Goldenberg David, Russo Mariano, Houser Kenneth, Crist Henry, Derr Jonathan B, Walter Vonn, Warrick Joshua I, Sheldon Kathryn E, Broach James, Bann Darrin V
Department of Surgery, Pennsylvania State University, College of Medicine, Hershey, Pennsylvania, U.S.A.
Department of Biochemistry and Molecular Biology, Pennsylvania State University, College of Medicine, Hershey, Pennsylvania, U.S.A.
Laryngoscope. 2017 Jul;127 Suppl 3:S1-S9. doi: 10.1002/lary.26687. Epub 2017 May 29.

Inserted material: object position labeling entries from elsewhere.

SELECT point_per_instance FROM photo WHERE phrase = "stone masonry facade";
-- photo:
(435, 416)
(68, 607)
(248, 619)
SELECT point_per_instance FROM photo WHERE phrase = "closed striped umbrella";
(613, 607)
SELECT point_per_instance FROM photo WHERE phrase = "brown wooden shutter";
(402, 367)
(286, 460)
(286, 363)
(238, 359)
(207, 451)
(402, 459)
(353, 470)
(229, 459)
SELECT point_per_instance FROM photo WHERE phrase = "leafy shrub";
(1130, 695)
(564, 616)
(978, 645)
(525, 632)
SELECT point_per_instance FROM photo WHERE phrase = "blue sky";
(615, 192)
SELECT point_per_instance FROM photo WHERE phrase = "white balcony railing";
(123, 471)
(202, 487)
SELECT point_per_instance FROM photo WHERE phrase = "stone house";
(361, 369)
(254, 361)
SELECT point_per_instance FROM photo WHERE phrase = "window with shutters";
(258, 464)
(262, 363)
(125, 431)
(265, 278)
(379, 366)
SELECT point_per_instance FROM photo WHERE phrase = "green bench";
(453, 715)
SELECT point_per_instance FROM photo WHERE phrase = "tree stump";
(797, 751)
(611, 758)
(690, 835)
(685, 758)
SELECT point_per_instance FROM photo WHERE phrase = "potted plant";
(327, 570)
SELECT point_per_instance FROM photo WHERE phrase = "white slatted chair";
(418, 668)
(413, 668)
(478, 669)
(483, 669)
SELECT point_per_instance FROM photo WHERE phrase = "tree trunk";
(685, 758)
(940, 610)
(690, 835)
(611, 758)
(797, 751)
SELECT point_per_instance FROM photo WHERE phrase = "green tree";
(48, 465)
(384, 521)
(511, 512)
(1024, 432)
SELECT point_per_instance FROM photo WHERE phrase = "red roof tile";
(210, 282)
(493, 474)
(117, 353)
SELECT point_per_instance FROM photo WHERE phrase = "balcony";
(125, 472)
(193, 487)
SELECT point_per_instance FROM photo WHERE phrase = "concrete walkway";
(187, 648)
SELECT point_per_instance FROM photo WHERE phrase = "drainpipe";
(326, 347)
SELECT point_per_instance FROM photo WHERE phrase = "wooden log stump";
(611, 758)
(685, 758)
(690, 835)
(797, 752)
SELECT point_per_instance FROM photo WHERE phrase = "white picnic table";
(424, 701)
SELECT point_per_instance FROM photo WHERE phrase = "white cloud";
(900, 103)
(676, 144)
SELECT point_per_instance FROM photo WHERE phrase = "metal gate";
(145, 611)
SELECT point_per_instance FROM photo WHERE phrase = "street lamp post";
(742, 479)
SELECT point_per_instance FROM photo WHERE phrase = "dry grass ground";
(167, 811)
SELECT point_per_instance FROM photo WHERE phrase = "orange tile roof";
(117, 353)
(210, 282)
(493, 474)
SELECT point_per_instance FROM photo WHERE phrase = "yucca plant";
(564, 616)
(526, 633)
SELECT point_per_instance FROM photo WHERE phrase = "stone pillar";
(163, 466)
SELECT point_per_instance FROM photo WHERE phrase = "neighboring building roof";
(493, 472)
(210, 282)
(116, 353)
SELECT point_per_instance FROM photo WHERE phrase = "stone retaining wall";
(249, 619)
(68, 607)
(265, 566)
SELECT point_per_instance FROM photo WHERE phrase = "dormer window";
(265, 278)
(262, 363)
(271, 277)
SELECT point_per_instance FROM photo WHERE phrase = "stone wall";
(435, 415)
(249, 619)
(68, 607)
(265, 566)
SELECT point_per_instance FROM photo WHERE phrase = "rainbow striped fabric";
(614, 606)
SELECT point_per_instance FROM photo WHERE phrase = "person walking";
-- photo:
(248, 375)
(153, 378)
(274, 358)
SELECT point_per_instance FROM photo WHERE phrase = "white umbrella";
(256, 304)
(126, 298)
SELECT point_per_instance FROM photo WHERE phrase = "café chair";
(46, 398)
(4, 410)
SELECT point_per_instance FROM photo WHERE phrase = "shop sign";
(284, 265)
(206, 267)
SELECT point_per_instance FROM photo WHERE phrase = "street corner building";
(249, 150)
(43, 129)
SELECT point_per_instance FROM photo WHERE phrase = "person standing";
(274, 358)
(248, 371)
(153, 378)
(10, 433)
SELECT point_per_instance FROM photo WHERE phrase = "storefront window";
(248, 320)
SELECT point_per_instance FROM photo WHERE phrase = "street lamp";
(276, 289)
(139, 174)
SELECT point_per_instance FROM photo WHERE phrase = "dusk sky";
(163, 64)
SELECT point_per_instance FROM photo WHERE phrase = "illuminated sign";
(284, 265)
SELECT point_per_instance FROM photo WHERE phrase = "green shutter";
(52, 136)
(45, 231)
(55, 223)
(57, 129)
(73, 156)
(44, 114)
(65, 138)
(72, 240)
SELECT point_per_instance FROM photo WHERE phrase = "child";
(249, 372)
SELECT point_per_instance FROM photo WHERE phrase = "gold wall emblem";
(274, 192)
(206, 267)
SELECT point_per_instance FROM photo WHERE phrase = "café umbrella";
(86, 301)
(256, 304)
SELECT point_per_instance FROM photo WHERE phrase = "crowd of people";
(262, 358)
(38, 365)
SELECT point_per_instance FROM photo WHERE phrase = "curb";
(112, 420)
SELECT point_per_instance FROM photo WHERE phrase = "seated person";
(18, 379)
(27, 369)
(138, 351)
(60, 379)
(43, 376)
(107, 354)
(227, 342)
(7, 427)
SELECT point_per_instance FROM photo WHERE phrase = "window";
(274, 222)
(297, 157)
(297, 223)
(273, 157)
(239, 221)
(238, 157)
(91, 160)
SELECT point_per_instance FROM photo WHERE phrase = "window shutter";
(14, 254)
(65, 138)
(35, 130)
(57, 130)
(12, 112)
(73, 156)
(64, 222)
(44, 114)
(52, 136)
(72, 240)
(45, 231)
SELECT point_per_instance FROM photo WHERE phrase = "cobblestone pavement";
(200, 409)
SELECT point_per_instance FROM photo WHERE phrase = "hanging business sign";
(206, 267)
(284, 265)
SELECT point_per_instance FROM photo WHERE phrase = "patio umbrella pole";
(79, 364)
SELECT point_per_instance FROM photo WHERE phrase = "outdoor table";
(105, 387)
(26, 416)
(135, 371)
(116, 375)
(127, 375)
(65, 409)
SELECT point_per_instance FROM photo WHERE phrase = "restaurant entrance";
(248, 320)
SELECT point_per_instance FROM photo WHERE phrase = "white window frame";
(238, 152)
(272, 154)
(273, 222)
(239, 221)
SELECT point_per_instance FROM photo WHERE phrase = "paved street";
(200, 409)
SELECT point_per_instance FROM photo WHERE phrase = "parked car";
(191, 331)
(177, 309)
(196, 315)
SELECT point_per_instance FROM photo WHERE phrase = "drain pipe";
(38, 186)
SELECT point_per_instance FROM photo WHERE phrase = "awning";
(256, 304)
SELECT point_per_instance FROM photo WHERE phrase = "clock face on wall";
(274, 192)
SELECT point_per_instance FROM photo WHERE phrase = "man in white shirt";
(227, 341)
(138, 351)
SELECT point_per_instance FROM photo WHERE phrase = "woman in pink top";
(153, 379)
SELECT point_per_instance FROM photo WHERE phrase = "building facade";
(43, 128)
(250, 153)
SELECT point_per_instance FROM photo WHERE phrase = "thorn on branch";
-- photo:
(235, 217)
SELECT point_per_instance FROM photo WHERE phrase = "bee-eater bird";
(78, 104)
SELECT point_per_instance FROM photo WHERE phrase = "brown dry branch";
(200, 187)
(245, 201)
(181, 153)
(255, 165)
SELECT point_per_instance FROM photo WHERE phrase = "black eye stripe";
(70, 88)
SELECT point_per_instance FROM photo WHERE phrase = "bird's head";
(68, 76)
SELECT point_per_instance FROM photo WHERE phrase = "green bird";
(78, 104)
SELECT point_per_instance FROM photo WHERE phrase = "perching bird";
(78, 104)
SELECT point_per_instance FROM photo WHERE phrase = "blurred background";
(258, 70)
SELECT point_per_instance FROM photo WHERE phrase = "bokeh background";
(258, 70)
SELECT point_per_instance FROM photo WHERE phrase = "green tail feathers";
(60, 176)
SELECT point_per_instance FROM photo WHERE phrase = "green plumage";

OBJECTIVES/HYPOTHESIS: In 1979, Three Mile Island (TMI) nuclear power plant experienced a partial meltdown with release of radioactive material. The effects of the accident on thyroid cancer (TC) in the surrounding population remain unclear. Radiation-induced TCs have a lower incidence of single nucleotide oncogenic driver mutations and higher incidence of gene fusions. We used next generation sequencing (NGS) to identify molecular signatures of radiation-induced TC in a cohort of TC patients residing near TMI during the time of the accident.
Case series.
We identified 44 patients who developed papillary thyroid carcinoma between 1974 and 2014. Patients who developed TC between 1984 and 1996 were at risk for radiation-induced TC, patients who developed TC before 1984 or after 1996 were the control group. We used targeted NGS of paired tumor and normal tissue from each patient to identify single nucleotide oncogenic driver mutations. Oncogenic gene fusions were identified using quantitative reverse transcription polymerase chain reaction.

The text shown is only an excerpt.